Comédie dramatique de Henrik Ibsen, mise en scène de Laurent Hatat, avec Émilie Bouruet Aubertot, Clémence Chatagnon, Nicolas Chevrier, Lucile Corbeille, Belén Cubilla, Chloé Duong, Julien Frégé, Thomas Mallen, Alix Montheil, Cécile Morelle, Benoît Morvan, Eva Rami, Frédérique Renda, Samuel Roger et Kevin Thebault.
"Les piliers de la société" constituent la première pièce du cycle constitutif de l'oeuvre tardive du dramaturge norvégien Henrik Ibsen, cycle composé de 12 pièces considérées comme majeures, parmi lesquelles "La maison de poupée", "Hedda Gabler" et "Les revenants", où il se livre à une virulente critique socio-politique de la bourgeoisie.
Elle se focalise sur une famille faisant partie des notables qui a, à l'instar de toutes les bonnes familles respectables représentatives de l'ordre moral sociétal, détiennent des squelettes dans le placard au rang desquels un enfant adultérin née d'une liaison avec une femme perdue issue pourtant du sérail familial et un beau-frère marqué injustement du sceau de l'infamie pour avoir dérobé de l'argent.
Mais quinze ans après, ces derniers, qui ont eu la bonne idée d'émigrer au Nouveau Monde, reviennent dans la mère patrie en quête de vérité et d'honorabilité.

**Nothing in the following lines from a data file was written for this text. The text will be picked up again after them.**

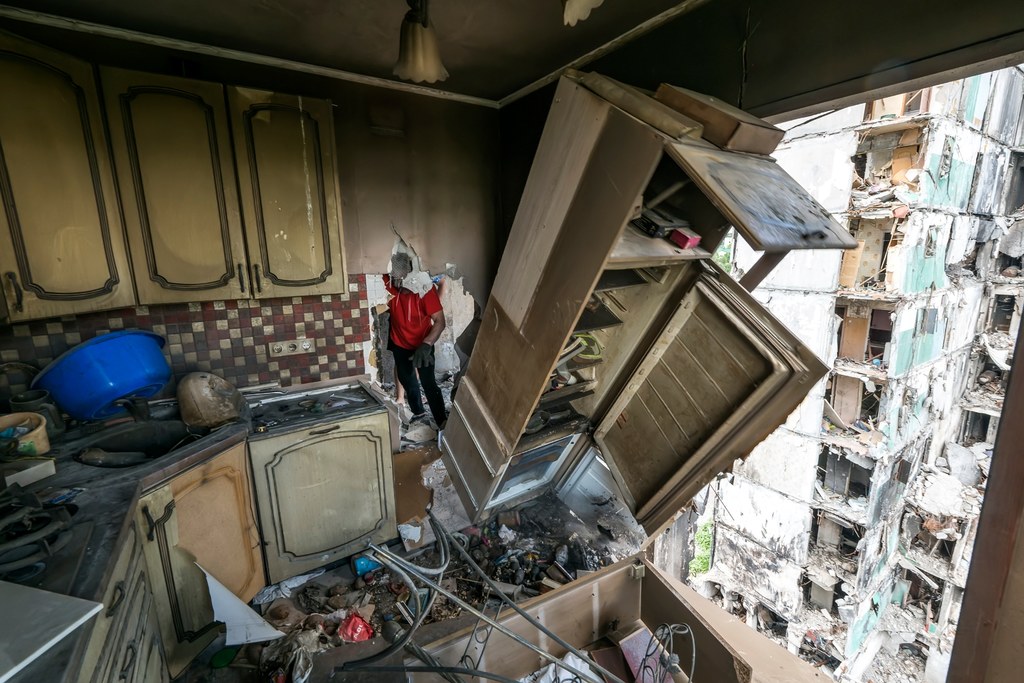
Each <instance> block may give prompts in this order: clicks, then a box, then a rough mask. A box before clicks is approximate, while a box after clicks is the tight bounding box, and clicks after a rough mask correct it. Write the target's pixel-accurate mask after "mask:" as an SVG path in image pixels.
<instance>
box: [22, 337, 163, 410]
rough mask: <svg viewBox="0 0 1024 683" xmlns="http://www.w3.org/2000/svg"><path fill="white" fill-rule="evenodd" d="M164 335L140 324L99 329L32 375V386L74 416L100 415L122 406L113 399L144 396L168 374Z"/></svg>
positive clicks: (118, 409)
mask: <svg viewBox="0 0 1024 683" xmlns="http://www.w3.org/2000/svg"><path fill="white" fill-rule="evenodd" d="M164 343H165V342H164V338H163V337H161V336H160V335H157V334H154V333H152V332H145V331H144V330H124V331H122V332H112V333H111V334H106V335H101V336H99V337H96V338H94V339H90V340H89V341H87V342H84V343H82V344H79V345H78V346H76V347H75V348H72V349H69V350H68V351H65V352H63V353H61V354H60V355H59V356H58V357H57V358H56V360H54V361H53V362H51V364H50V365H48V366H47V367H46V368H45V369H44V370H43V372H41V373H40V374H39V375H37V376H36V379H35V380H33V382H32V386H33V387H34V388H38V389H46V390H47V391H49V392H50V395H51V396H52V397H53V400H55V401H56V402H57V404H58V405H59V407H60V408H61V409H63V411H65V412H66V413H67V414H68V415H70V416H71V417H73V418H76V419H78V420H101V419H103V418H109V417H111V416H113V415H117V414H118V413H120V412H122V410H123V409H122V408H121V407H120V405H115V404H114V401H116V400H118V399H120V398H126V397H128V396H141V397H145V398H147V397H150V396H152V395H154V394H156V393H157V392H159V391H160V390H161V389H163V388H164V387H165V386H166V385H167V383H168V382H169V381H170V379H171V368H170V366H168V365H167V359H166V358H164V354H163V352H162V351H161V348H162V347H163V346H164Z"/></svg>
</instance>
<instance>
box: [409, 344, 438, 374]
mask: <svg viewBox="0 0 1024 683" xmlns="http://www.w3.org/2000/svg"><path fill="white" fill-rule="evenodd" d="M432 365H434V347H433V346H431V345H430V344H427V343H426V342H424V343H422V344H420V345H419V346H417V347H416V350H415V351H413V366H415V367H416V368H426V367H427V366H432Z"/></svg>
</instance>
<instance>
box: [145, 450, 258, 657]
mask: <svg viewBox="0 0 1024 683" xmlns="http://www.w3.org/2000/svg"><path fill="white" fill-rule="evenodd" d="M253 510H254V508H253V505H252V494H251V489H250V477H249V469H248V465H247V463H246V450H245V443H238V444H236V445H233V446H231V447H230V449H228V450H227V451H225V452H224V453H223V454H221V455H219V456H216V457H214V458H212V459H211V460H209V461H207V462H206V463H205V464H203V465H200V466H198V467H196V468H193V469H190V470H187V471H186V472H183V473H182V474H180V475H178V476H177V477H175V478H174V479H172V480H171V481H170V482H168V483H167V484H165V485H164V486H162V487H160V488H158V489H156V490H154V492H152V493H150V494H146V495H145V496H143V497H142V499H141V500H140V501H139V505H138V515H137V517H138V519H139V523H140V524H141V525H142V528H143V529H145V530H146V544H145V546H144V549H145V559H146V565H147V566H148V567H150V571H151V573H152V574H153V577H154V582H153V583H154V598H155V602H156V607H157V614H158V616H159V621H160V629H161V638H162V640H163V642H164V648H165V651H166V655H167V667H168V669H169V670H170V674H171V676H172V677H174V676H177V675H178V674H179V673H181V671H183V670H184V668H185V667H187V666H188V664H189V663H190V661H191V660H193V658H195V657H196V655H197V654H199V653H200V652H201V651H202V650H203V648H205V647H206V646H207V645H208V644H209V643H210V641H212V640H213V638H214V636H215V635H216V627H217V623H216V622H214V621H213V607H212V605H211V603H210V593H209V589H208V588H207V582H206V577H205V575H204V573H203V571H202V570H200V568H199V567H197V566H196V564H197V563H199V564H200V565H201V566H202V567H204V568H205V569H206V570H207V571H209V572H210V574H211V575H213V577H214V578H215V579H217V581H219V582H220V583H221V584H223V585H224V586H225V587H227V588H228V589H229V590H230V591H231V592H232V593H234V595H237V596H238V597H239V598H241V599H242V600H245V601H248V600H250V599H252V597H253V596H254V595H255V594H256V593H257V592H258V591H259V590H260V589H261V588H263V586H264V585H265V583H264V581H263V564H262V557H261V553H260V544H259V536H258V533H257V527H256V520H255V517H254V512H253Z"/></svg>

De quoi non seulement secouer le cocotier de l'honorabilité du potentat, le consul Bernick, qui a érigé un empire industriel avec sa société de chantier naval, mais faire trembler les fondements mêmes d'un microcosme bâti sur l'hypocrisie, le mensonge, la confusion des intérêts publics et privés et le pouvoir de l'argent.
Dans cette pièce, Henrik Ibsen n'a cependant pas totalement renoncé au théâtre psychologique et, en l'espèce, à l'imbrication d'intrigues secondaires qui donne à cette famille une connotation d'univers impitoyable à la "Dallas", il décline la condition de la femme au 19ème siècle avec une belle galerie de figures féminines, de la femme instrumentalisée à la femme "émancipée" en passant par la mère nourricière, et immerge les personnages dans une mélancolie métaphysique qui, entre respect de la norme établie et aspirations intimes, les plonge dans un permanent dilemme existentiel.

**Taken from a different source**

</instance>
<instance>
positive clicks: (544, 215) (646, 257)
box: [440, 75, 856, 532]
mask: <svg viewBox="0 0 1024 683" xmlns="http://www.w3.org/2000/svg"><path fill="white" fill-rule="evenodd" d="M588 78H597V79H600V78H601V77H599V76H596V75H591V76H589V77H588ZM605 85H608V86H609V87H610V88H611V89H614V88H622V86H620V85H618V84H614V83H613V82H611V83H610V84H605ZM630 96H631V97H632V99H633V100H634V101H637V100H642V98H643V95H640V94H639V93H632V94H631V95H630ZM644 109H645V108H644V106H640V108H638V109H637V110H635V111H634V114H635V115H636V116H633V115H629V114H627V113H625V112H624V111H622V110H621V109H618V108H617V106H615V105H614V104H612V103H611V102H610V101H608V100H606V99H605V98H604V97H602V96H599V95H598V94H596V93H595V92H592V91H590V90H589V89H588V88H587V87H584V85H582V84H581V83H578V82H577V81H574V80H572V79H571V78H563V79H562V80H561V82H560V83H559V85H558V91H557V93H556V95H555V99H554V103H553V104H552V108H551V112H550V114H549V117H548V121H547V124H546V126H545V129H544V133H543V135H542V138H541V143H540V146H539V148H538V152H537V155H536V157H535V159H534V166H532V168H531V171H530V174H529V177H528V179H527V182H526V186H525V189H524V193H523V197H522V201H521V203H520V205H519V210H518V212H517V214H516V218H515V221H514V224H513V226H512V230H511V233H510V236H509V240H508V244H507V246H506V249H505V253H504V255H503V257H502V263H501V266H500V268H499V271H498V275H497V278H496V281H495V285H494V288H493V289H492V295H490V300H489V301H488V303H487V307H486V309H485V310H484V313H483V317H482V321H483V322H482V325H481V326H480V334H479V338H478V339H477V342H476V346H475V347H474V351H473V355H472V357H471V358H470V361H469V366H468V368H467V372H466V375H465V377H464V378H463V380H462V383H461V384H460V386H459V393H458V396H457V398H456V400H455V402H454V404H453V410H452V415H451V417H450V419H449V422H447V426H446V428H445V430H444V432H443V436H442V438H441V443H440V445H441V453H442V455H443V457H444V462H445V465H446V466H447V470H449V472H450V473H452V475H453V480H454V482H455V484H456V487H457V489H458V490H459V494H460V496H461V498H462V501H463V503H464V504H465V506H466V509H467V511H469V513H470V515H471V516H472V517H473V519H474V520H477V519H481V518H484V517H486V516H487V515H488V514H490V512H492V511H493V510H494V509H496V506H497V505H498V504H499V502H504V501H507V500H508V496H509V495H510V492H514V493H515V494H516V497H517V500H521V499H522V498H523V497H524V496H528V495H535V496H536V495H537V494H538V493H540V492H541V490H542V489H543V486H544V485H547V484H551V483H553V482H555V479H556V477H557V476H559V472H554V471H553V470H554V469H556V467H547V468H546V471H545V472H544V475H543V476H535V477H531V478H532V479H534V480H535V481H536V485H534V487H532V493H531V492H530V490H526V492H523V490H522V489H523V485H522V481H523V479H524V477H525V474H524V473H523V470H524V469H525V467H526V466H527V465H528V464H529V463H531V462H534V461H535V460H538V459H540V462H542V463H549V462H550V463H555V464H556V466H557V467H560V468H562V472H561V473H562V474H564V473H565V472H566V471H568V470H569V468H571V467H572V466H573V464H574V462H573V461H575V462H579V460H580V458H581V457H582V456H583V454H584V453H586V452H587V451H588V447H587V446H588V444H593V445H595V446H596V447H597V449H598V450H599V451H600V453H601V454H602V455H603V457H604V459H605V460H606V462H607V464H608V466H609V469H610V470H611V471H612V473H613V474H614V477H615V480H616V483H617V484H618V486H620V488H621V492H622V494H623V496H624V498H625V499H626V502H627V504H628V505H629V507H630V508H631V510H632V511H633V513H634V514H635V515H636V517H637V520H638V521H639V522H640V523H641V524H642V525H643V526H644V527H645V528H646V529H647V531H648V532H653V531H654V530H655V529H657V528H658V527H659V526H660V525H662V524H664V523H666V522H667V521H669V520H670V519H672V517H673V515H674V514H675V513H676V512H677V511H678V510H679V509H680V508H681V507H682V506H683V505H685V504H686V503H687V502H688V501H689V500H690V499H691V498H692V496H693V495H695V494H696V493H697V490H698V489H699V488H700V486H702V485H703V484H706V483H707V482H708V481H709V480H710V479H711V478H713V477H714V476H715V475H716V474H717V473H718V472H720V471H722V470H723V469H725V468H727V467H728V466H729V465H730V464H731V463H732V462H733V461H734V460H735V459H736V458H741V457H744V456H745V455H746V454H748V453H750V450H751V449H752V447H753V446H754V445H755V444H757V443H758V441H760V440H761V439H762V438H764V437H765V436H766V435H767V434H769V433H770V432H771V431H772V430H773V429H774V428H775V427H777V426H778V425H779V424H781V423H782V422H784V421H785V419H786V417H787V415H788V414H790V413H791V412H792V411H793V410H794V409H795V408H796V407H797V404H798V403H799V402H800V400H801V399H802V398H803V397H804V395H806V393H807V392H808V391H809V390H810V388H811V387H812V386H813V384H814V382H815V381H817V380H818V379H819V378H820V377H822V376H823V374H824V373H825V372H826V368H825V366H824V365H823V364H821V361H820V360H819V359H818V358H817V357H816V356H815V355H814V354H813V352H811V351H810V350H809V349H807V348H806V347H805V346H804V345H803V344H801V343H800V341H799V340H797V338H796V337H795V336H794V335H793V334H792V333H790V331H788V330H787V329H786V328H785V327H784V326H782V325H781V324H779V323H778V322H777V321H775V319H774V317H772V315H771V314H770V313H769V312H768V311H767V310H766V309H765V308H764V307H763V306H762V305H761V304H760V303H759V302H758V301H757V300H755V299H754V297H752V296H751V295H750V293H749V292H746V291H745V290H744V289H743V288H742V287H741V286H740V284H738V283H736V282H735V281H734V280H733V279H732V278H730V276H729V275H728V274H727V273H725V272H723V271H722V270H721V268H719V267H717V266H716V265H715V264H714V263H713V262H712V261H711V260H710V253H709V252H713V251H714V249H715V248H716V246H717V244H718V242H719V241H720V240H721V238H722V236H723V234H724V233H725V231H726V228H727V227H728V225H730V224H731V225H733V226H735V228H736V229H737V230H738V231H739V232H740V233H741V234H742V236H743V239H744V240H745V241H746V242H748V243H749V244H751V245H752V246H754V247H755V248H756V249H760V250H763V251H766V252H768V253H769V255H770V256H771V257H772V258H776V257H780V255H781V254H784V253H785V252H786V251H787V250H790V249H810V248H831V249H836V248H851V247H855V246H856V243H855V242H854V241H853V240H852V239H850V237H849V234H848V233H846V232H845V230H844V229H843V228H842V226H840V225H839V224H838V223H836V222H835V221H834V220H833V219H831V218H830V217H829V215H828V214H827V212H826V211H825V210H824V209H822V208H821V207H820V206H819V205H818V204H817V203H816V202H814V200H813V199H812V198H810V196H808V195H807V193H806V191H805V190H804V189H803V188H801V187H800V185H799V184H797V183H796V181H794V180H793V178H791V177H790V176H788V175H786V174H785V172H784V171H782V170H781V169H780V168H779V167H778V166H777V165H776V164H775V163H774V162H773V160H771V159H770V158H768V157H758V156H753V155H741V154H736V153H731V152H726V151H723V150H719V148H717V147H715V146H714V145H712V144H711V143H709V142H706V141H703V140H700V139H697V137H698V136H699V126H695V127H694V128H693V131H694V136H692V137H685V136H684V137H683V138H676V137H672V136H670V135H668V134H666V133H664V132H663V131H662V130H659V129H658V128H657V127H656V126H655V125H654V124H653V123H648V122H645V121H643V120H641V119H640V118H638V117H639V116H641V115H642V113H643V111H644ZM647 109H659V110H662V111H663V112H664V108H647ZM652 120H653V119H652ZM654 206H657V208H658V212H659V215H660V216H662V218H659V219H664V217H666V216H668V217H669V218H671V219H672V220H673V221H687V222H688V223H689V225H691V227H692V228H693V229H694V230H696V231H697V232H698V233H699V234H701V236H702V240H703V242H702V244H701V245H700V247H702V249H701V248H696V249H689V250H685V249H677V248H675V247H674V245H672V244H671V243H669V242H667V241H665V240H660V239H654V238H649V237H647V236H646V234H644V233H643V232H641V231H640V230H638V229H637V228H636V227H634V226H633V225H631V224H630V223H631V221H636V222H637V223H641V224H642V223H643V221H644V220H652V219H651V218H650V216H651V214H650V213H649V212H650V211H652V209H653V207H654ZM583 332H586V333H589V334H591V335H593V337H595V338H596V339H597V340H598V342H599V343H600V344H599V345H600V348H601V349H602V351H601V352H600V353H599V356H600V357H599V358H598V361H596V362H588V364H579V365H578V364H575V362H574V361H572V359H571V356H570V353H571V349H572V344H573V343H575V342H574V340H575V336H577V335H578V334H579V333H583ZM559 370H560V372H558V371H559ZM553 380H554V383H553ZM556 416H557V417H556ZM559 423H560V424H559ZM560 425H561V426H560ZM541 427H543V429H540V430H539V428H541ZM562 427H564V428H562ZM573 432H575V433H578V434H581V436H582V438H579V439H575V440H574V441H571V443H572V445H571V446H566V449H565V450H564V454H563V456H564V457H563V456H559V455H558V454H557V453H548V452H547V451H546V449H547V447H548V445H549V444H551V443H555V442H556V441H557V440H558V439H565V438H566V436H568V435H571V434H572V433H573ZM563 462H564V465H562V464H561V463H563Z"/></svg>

Ainsi, par exemple, le consul est tiraillé entre la réalité prosaïque de sa soif de puissance et d'argent, et la quête de l'idéal d'être reconnu comme guide vertueux et un bienfaiteur de l'humanité.
Laurent Hatat monte cette comédie dramatique avec beaucoup de sagacité et de rigueur - point de reconstitution historique ni même de décor mais des de chaises pour d'édifiants portraits de famille à géométrie variable - pour le spectacle de sortie de la promotion 2011 de l'Ecole Supérieure d'Art Dramatique de Paris qui s'avère être un millésime particulièrement homogène et talentueux.
Au rang duquel notamment le trio Chloé Duong, Eva Rami et Belén Cubilla (déjà vues dans une belle proposition personnelle "Christine L" présentée à La Loge), Benoît Morvan et Cécile Morelle, tous deux excellents dans le rôle du couple Bernick, Thomas Mallen très juste en pernicieux professeur puritain et, en observateur parasite qui distille une note d'humour, Nicolas Chevrier.